There are a lot of good resources out there for getting started with data science and machine learning, where you can walk through starting with a dataset and ending up with a model and set of predictions.  Think something like the homework for your favorite machine learning class, or your most recent online machine learning competition.  However, if you've ever tried to maintain a machine learning workflow (as opposed to building it from scratch), you know that taking a simple modeling script and turning it into clean, well-structured and maintainable software is way harder than most people give it credit for.  That said, if you're a professional data scientist (or want to be one), this is one of the most important skills you can develop.

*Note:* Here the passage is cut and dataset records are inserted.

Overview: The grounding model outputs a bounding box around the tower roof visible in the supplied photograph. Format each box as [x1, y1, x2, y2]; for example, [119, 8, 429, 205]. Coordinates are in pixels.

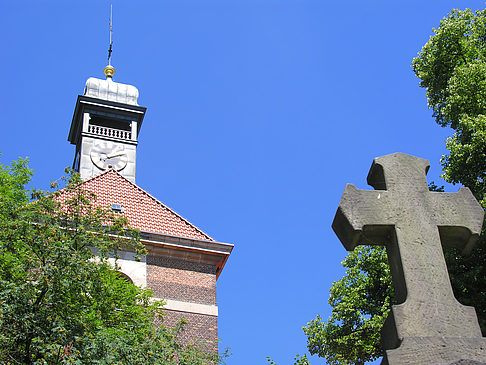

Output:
[56, 169, 214, 241]
[84, 77, 138, 105]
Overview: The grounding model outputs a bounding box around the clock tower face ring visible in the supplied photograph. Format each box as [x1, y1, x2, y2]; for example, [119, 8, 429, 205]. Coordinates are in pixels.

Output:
[90, 142, 128, 171]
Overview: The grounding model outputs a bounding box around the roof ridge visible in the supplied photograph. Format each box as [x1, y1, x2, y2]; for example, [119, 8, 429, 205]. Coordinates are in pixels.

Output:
[80, 168, 215, 241]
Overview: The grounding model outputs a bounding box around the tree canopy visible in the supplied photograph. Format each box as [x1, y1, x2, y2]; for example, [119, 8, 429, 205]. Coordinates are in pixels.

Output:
[0, 160, 223, 364]
[304, 9, 486, 364]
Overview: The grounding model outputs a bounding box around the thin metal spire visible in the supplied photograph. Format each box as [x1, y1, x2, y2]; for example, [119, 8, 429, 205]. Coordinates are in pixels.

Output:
[108, 4, 113, 66]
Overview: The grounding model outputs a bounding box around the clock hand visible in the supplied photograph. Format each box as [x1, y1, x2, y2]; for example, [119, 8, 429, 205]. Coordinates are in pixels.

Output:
[106, 152, 125, 159]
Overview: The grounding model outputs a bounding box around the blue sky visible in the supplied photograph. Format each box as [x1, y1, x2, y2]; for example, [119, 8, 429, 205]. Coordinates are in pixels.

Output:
[0, 0, 484, 365]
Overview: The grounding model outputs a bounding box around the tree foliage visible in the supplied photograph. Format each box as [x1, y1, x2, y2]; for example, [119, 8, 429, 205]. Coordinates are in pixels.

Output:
[303, 246, 393, 364]
[0, 160, 223, 364]
[412, 9, 486, 335]
[304, 9, 486, 364]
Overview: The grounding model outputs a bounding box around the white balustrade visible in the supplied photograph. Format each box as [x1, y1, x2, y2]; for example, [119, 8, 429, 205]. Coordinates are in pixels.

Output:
[88, 124, 132, 140]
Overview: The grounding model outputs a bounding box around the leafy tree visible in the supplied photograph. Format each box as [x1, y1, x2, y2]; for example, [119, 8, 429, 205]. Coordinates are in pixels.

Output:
[304, 9, 486, 364]
[303, 246, 393, 364]
[0, 160, 223, 364]
[412, 9, 486, 335]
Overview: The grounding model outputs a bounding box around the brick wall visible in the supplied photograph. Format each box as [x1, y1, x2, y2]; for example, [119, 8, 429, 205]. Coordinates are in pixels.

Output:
[147, 254, 218, 351]
[163, 310, 218, 352]
[147, 255, 216, 305]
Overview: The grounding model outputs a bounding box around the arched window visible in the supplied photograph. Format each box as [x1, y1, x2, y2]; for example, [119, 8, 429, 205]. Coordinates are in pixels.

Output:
[116, 270, 133, 284]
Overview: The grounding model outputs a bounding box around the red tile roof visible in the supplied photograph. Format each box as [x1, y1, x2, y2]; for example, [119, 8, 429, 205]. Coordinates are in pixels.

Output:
[57, 169, 214, 241]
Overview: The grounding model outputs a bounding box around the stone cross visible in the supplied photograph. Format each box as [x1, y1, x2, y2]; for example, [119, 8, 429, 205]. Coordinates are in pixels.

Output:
[332, 153, 486, 364]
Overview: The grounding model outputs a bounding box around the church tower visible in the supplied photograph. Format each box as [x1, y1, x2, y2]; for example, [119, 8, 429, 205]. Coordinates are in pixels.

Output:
[68, 65, 146, 183]
[65, 65, 233, 351]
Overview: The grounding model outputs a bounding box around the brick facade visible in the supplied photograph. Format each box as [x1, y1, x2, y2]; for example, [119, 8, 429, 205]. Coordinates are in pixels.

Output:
[147, 255, 216, 305]
[147, 250, 218, 351]
[163, 310, 218, 352]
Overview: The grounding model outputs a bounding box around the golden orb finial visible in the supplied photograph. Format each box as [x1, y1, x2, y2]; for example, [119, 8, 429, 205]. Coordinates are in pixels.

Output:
[103, 65, 115, 80]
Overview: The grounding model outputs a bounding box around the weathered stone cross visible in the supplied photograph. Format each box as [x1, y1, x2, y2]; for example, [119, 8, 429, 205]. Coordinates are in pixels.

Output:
[332, 153, 486, 364]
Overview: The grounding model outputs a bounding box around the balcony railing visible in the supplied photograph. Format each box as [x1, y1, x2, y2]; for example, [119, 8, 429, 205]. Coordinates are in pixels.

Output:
[88, 124, 132, 140]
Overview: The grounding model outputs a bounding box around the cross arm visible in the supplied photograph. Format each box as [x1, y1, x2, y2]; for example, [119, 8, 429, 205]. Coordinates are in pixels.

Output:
[432, 188, 484, 254]
[332, 184, 394, 251]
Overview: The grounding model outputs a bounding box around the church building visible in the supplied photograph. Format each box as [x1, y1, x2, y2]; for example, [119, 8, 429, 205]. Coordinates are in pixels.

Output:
[68, 65, 233, 351]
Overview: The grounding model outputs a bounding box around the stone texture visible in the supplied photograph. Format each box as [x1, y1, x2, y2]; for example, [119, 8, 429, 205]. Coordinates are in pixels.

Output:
[333, 153, 486, 364]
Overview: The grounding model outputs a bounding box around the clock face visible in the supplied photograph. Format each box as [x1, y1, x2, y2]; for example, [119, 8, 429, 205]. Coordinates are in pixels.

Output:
[90, 142, 128, 171]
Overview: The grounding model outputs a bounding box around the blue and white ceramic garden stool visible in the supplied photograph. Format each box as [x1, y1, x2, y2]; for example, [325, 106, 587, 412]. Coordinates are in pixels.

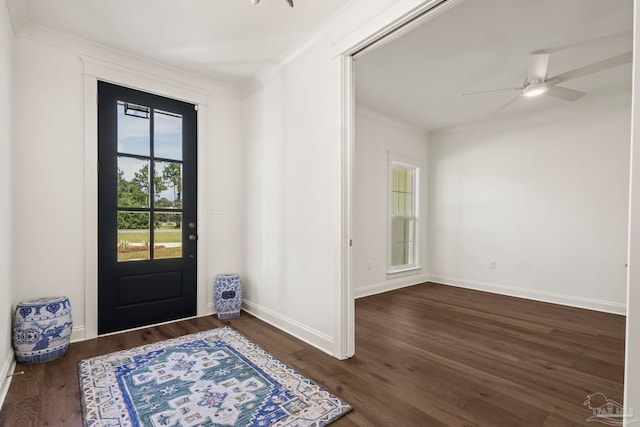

In this episode, we'll walk through a workshop Katie is giving at the Open Data Science Conference in San Francisco in November 2017, which covers building a machine learning workflow that's more maintainable than a simple script.  If you'll be at ODSC, come say hi, and if you're not, here's a sneak preview!

Survey Raking

It's quite common for survey respondents not to be representative of the larger population from which they are drawn.  But if you're a researcher, you need to study the larger population using data from your survey respondents, so what should you do?  Reweighting the survey data, so that things like demographic distributions look similar between the survey and general populations, is a standard technique and in this episode we'll talk about survey raking, a way to calculate survey weights when there are several distributions of interest that need to be matched.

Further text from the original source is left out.